La situation est en effet loin d'être stabilisée. Aucun nouveau gouvernement n'a été formé à la suite des élections du 7 mars et les groupes insurgés ont encore démontré ces dernières semaines leurs capacités opérationnelles.

"L'urgence de la formation d'un gouvernement se fait de plus en plus sentir, et il est certain que le vice-président exhortera les dirigeants (irakiens) à conclure ce processus", a déclaré lundi soir aux journalistes à Bagdad Tony Blinken, conseiller de M. Biden pour la sécurité nationale. Il a estimé que l'intérim assuré par le gouvernement sortant n'était "pas une solution durable". "Sans un gouvernement élu, il va être difficile pour l'Irak de régler les grandes questions qui demeurent", a-t-il ajouté.
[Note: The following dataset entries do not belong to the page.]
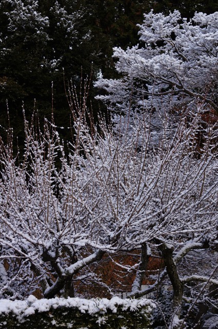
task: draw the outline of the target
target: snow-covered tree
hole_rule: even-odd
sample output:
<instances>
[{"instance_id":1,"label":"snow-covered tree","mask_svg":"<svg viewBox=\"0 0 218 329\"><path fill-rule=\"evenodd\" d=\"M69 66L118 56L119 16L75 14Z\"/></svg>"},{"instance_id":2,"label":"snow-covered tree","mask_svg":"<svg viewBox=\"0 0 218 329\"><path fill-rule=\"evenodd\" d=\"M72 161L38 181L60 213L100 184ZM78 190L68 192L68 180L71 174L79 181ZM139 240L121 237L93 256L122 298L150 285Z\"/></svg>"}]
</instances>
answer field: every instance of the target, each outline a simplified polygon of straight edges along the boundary
<instances>
[{"instance_id":1,"label":"snow-covered tree","mask_svg":"<svg viewBox=\"0 0 218 329\"><path fill-rule=\"evenodd\" d=\"M168 275L177 319L184 284L217 284L215 273L180 277L178 267L188 252L217 244L217 126L207 126L199 145L200 106L181 115L171 134L166 113L154 144L150 111L95 126L74 99L68 154L46 121L44 131L25 121L22 158L1 143L1 296L23 298L38 288L48 298L73 296L77 282L105 286L90 265L135 249L142 251L132 296L143 296L146 262L158 250L166 269L149 289Z\"/></svg>"},{"instance_id":2,"label":"snow-covered tree","mask_svg":"<svg viewBox=\"0 0 218 329\"><path fill-rule=\"evenodd\" d=\"M140 44L124 50L114 48L118 80L103 78L96 86L107 91L99 97L126 110L153 108L167 103L177 109L194 99L218 112L218 12L195 13L187 21L178 11L168 16L144 15Z\"/></svg>"}]
</instances>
M. Biden, dont c'est la sixième visite en Irak depuis janvier 2009, doit rencontrer les principaux dirigeants irakiens, notamment les chefs des deux principales listes au Parlement, le Premier ministre Nouri al-Maliki et l'ex-chef du gouvernement Iyad Allawi, dont les ambitions sont souvent citées parmi les raisons du blocage actuel.

Mercredi, l'armée américaine organise, en présence de M. Biden, une cérémonie pour marquer le début d'une nouvelle étape de sa présence en Irak , l'opération dite "Aube nouvelle" ("New Dawn"), dans le cadre de laquelle les 50.000 militaires américains restant dans le pays travailleront essentiellement à l'entraînement des forces de sécurité locales.
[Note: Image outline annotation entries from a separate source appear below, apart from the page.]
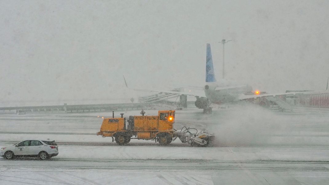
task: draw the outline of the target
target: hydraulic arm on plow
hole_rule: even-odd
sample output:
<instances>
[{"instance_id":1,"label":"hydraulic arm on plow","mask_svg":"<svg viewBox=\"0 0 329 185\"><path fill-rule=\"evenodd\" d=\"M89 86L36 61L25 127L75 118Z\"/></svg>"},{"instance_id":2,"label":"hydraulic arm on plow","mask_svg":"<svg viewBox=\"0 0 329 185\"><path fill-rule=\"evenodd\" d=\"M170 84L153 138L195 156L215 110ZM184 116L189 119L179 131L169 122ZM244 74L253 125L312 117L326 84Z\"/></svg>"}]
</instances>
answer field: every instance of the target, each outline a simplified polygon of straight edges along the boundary
<instances>
[{"instance_id":1,"label":"hydraulic arm on plow","mask_svg":"<svg viewBox=\"0 0 329 185\"><path fill-rule=\"evenodd\" d=\"M145 112L142 111L143 115ZM175 110L159 110L158 116L130 116L128 118L104 118L97 135L111 137L118 144L123 145L133 139L154 140L160 145L168 145L177 138L192 146L208 146L214 135L204 129L198 133L195 128L184 127L180 131L173 128ZM114 139L115 138L115 139Z\"/></svg>"}]
</instances>

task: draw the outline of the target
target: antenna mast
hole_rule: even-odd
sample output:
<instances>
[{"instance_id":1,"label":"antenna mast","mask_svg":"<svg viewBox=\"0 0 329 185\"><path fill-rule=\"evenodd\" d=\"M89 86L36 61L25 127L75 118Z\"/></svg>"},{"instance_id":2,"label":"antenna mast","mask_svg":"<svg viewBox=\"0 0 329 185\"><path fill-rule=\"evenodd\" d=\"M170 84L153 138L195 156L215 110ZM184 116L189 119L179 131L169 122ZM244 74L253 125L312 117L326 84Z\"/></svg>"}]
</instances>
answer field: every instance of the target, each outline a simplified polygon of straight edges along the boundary
<instances>
[{"instance_id":1,"label":"antenna mast","mask_svg":"<svg viewBox=\"0 0 329 185\"><path fill-rule=\"evenodd\" d=\"M223 44L223 79L225 78L225 60L224 57L224 48L225 45L225 44L227 43L230 41L232 41L232 40L228 40L226 41L225 39L223 39L222 40L221 42L219 42L219 43L221 43Z\"/></svg>"}]
</instances>

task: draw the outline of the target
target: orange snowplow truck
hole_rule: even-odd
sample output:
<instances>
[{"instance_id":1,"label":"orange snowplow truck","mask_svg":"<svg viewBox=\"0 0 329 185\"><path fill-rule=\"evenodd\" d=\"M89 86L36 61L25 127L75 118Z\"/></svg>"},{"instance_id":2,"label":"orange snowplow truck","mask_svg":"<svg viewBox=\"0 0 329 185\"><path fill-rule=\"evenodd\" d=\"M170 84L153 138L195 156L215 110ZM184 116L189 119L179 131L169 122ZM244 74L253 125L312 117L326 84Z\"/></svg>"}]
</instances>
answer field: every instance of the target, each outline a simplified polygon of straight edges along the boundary
<instances>
[{"instance_id":1,"label":"orange snowplow truck","mask_svg":"<svg viewBox=\"0 0 329 185\"><path fill-rule=\"evenodd\" d=\"M174 136L175 112L159 110L157 116L130 116L127 119L121 114L121 118L104 118L97 135L112 137L112 142L115 140L120 145L129 143L132 139L155 140L160 145L167 145ZM143 111L141 112L144 113Z\"/></svg>"}]
</instances>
Un retrait d'Irak annoncé par Obama
Comme il s'y était engagé peu après son investiture en janvier 2009, le président Barack Obama annoncera officiellement mardi soir, la fin de la mission de combat de ses troupes en Irak lors d'un discours prononcé dans le cadre solennel du Bureau ovale de la Maison blanche.
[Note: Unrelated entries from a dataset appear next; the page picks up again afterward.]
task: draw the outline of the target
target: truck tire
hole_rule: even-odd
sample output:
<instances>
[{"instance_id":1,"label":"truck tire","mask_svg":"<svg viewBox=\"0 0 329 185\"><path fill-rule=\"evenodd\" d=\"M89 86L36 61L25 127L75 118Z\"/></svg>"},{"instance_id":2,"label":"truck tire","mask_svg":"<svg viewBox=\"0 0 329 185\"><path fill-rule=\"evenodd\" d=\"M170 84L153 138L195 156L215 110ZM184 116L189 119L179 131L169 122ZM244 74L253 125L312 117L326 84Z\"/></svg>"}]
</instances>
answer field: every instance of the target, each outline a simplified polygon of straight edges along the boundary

Il devrait également s'entretenir au téléphone avec son prédécesseur, George W. Bush, qui, avec le soutien de plusieurs pays, avait pris la décision controversée d'envahir l'Irak en mars 2003.

Depuis le début de l'invasion en 2003, 4.417 soldats ont perdu la vie.

Le problème: l'impasse politique
Des inquiétudes se sont révélées quant à l'état de préparation des forces irakiennes. Le chef de l'état-major irakien, le général Babaker Zebari, a même jugé récemment prématuré le retrait américain, exhortant les Etats-Unis à demeurer dans son pays jusqu'à ce que l'armée soit complètement prête en 2020.

Washington s'en tient néanmoins à sa stratégie de retrait graduel, qui doit aboutir fin 2011 au départ du dernier soldat américain. L'effectif de l'armée américaine est désormais de 49.700, soit moins du tiers de ce qu'il était en 2007. Il devrait se maintenir à ce niveau jusqu'à l'été 2011. La mission ne sera plus de combattre mais de se consacrer à la formation des forces irakiennes.

Selon Brian Fishman, de la Fondation New America de Washington: "Ce retrait (américain) va certes laisser un plus grand espace pour les groupes armés mais le vrai problème, c'est l'impasse politique. Plus elle durera, plus des gens soutiendront ouvertement ou discrètement la violence comme moyen d'ébranler le système".

Michael O'Hanlon, spécialiste de l'Irak à la Brookings Institution à Washington, est lui aussi convaincu que l'avenir du pays ne dépend pas du nombre de soldats sur le terrain mais de la volonté politique. En effet, ni le Premier ministre sortant Nouri al-Maliki, ni l'ancien chef de gouvernement Iyad Allawi n'ont jusqu'a présent été capables de former une coalition majoritaire au Parlement.

"S'il n'y a pas rapidement de coalition gouvernementale, beaucoup de cicatrices liées au confessionnalisme (entre Chiites et sunnites) risquent de se rouvrir", assure-t-il.